(1.) This Rule was issued at the instance of a person on whose complaint the sessions case was started. The case was tried by the learned Additional Sessions Judge, 3rd Extra Court of 24-Parganas, leading to a majority verdict of not guilty by the Jury, accepted by the learned Judge, and ended in an acquittal of all the accused opposite parties. The Rule was issued by my learned brother P. N. Mookerjee, J. against this acquittal though the local Government has not filed any appeal.
(2.) As during the argument it appears that there is a good deal of confusion as regards the scope of a motion against an acquittal in a criminal case by the Court of Sessions, which might have perhaps resulted in further harassment of accused persons having to appear in this Court to defend themselves after they had defended themselves and spent money in the Magistrate's Court and the Sessions Court, I think it desirable that a few things must be printed out which are well established by uniform Court decisions not only of this High Court, but of other High Courts and which has received the fiat of the Judicial Committee of the Privy Council.
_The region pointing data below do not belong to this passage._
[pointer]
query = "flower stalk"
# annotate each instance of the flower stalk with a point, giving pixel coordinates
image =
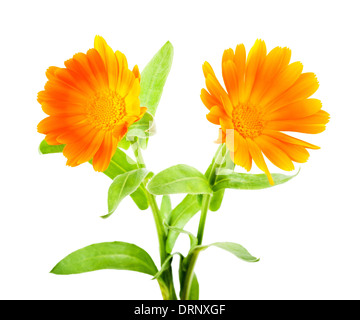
(166, 280)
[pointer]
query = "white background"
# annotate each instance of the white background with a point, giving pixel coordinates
(306, 232)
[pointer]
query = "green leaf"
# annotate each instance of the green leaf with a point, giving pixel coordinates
(193, 239)
(216, 200)
(247, 181)
(234, 248)
(220, 161)
(179, 179)
(154, 76)
(107, 255)
(120, 163)
(124, 144)
(142, 128)
(122, 186)
(45, 148)
(165, 208)
(194, 288)
(180, 216)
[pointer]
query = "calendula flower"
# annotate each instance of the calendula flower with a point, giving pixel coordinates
(91, 103)
(264, 95)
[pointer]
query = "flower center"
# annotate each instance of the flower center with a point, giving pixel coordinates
(106, 109)
(248, 120)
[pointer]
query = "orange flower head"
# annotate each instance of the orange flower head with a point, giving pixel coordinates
(264, 95)
(91, 103)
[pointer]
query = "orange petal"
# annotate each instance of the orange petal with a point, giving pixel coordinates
(274, 63)
(215, 114)
(305, 86)
(299, 109)
(242, 156)
(255, 59)
(288, 139)
(312, 124)
(231, 81)
(207, 69)
(283, 81)
(256, 154)
(240, 62)
(208, 100)
(136, 72)
(276, 155)
(102, 157)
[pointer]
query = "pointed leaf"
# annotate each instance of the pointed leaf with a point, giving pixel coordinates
(179, 179)
(220, 161)
(154, 76)
(194, 288)
(193, 239)
(45, 148)
(247, 181)
(122, 186)
(180, 216)
(120, 163)
(107, 255)
(234, 248)
(165, 208)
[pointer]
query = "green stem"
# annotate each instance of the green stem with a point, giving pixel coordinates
(204, 210)
(193, 256)
(166, 281)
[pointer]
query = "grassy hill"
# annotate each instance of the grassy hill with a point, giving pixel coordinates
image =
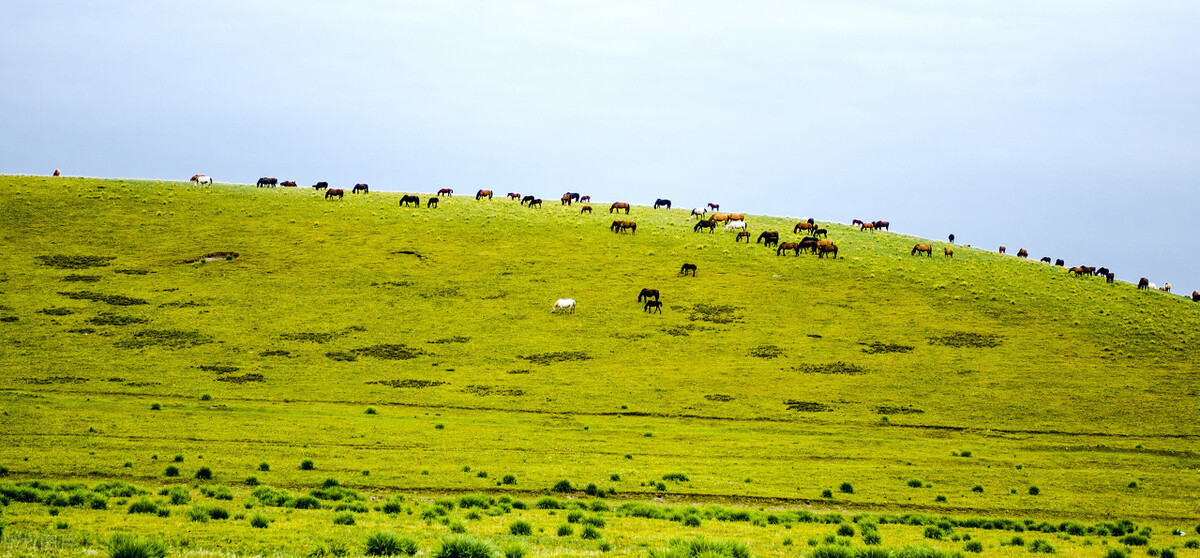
(766, 382)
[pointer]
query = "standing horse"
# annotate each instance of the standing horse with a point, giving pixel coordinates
(564, 305)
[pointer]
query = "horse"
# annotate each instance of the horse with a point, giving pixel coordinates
(564, 305)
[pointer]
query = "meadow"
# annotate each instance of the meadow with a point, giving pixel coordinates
(407, 361)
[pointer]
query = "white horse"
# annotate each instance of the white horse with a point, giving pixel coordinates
(564, 304)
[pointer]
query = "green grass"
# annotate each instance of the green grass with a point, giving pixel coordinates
(768, 367)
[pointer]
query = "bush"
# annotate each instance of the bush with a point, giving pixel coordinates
(463, 547)
(521, 528)
(129, 546)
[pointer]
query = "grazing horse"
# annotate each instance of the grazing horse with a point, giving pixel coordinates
(564, 305)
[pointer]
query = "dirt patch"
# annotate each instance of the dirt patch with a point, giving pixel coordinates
(76, 262)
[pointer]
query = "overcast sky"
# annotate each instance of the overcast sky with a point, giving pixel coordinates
(1067, 127)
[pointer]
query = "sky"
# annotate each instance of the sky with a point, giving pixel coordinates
(1071, 129)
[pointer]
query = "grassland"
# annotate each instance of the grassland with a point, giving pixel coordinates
(768, 382)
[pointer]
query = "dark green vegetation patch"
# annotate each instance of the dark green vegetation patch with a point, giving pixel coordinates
(76, 262)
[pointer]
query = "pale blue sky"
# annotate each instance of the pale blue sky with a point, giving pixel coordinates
(1069, 127)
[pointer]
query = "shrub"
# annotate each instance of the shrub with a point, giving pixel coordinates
(129, 546)
(463, 547)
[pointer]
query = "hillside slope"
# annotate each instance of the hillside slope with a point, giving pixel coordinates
(766, 376)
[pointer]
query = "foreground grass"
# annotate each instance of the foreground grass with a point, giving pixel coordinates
(766, 382)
(3.) An acquittal must not be lightly disturbed because there may be a few i's not dotted or t's not cut, a Rule must not be issued in order to put the accused persons into further trouble except on strong grounds. There is a provision for appeal by the local Government in the Code of Criminal Procedure itself and matters of fact which can be well agitated by means of an appeal are not proper subject matter for interference by way of revision. Secondly, it is only under very exceptional circumstances that the verdict of an acquittal by a Jury is interfered with by the High Court, even when there is an appeal by the local Government. This should be remembered when Rules are issued in such cases. It should also be remembered that even in the case of an appeal against a conviction, in a trial by the Judge and Jury, mere misdirection would not result in any interference with the verdict of the Jury accepted by the Judge, and the Court of appeal must further come definitely to the conclusion that in fact there has been caused a failure of justice. It is not sufficient that it has tended or might have tended to cause a failure of justice. The Judicial Committee has made this quite clear now that it must be in fact an actual failure of justice which the appellate Court must be prepared to find before it will interfere, even in an appeal, with the verdict of the Jury. If the present revision petition be tested by any of the well established propositions which I have pointed out, it would be seen that there is nothing for which the revision petition deserved to be succeed.